Rule 3.7 of the Rules of Professional Conduct (22 NYCRR 1200.0) generally prohibits an attorney from acting as an advocate before a tribunal where it is likely that the attorney will be called as a witness on a significant issue other than on behalf of the client, and it is apparent that the testimony may be prejudicial to the client, or where the attorney knows he or she is likely to be a witness on a significant issue of fact on the client’s behalf, unless the testimony relates to enumerated subjects, not here relevant (see Goldberger v Eisner, 21 AD3d 401 [2005]; Broadwhite Assoc. v Truong, 237 AD2d 162 [1997]).
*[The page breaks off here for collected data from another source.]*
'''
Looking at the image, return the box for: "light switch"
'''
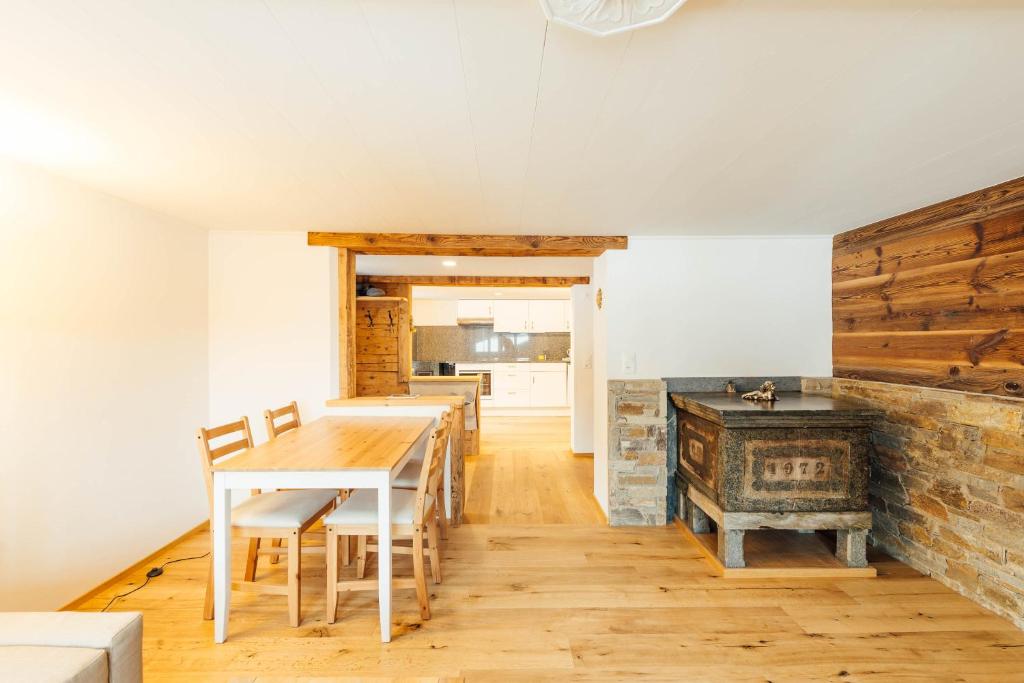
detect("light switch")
[621,352,636,375]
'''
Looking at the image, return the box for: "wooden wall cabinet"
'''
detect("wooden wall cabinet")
[355,296,411,396]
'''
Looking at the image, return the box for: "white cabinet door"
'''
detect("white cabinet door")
[562,300,572,332]
[492,364,530,406]
[457,299,493,320]
[497,385,531,407]
[530,369,568,407]
[492,300,530,332]
[528,300,567,333]
[412,299,458,326]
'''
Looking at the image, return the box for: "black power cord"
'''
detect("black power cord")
[101,552,209,612]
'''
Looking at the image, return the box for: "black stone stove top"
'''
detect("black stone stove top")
[670,392,879,428]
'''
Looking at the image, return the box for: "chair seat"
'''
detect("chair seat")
[324,488,431,527]
[393,459,423,489]
[233,489,337,529]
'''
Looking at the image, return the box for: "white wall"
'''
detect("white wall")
[603,237,833,379]
[208,231,335,442]
[591,256,610,514]
[569,285,594,454]
[0,157,209,610]
[590,236,834,516]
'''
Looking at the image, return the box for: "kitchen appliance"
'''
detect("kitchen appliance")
[439,362,456,376]
[456,365,492,400]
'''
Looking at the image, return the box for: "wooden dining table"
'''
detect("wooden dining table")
[209,415,434,644]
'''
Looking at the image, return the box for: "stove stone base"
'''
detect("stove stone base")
[681,485,873,572]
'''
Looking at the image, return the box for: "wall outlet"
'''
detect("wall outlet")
[621,352,636,375]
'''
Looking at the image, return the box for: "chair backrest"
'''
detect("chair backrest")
[414,410,451,525]
[406,379,479,430]
[196,417,254,512]
[264,400,301,440]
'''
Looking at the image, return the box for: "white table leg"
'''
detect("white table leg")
[213,473,231,643]
[376,472,392,643]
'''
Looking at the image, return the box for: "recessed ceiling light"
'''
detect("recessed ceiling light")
[442,260,457,268]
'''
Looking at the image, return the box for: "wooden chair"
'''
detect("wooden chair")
[391,412,452,540]
[406,377,481,455]
[197,416,337,627]
[263,400,301,439]
[265,400,351,564]
[325,412,451,623]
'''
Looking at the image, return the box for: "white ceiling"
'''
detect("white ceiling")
[2,0,1024,235]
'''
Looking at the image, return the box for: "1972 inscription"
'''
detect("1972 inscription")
[763,456,831,482]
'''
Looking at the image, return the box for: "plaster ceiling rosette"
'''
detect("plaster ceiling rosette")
[539,0,689,37]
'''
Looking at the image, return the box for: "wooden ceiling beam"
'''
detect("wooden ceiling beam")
[308,232,627,257]
[355,275,589,287]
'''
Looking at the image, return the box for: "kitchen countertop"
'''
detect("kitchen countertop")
[453,360,569,364]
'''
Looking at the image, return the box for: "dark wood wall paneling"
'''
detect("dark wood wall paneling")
[832,176,1024,397]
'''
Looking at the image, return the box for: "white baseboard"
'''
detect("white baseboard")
[481,406,570,417]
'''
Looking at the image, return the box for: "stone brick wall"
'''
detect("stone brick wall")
[607,380,669,526]
[832,377,1024,629]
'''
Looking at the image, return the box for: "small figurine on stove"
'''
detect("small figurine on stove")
[742,380,779,403]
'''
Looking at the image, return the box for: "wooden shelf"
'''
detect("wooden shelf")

In determining whether to disqualify an attorney on the ground that he or she will likely be a witness, the court is guided, but not bound by, the standards set forth in rule 3.7 (see S & S Hotel Ventures Ltd. Partnership v 777 S. H. Corp., 69 NY2d 437, 445-446 [1987]), and whether to disqualify an attorney rests in the sound discretion of the court (see Gulino v Gulino, 35 AD3d 812 [2006]). While discovery may establish the substance and necessity of plaintiffs attorney’s testimony so as to permit disqualification under rule 3.7, the court exercised its discretion in denying defendants’ motion on the ground that it was premature at this early stage of the proceedings (see Kirshon, Shron, Cornell & Teitelbaum v Savarese, 182 AD2d 911 [1992]). Concur — Andrias, J.P., Sweeny, Moskowitz, Renwick and Richter, JJ.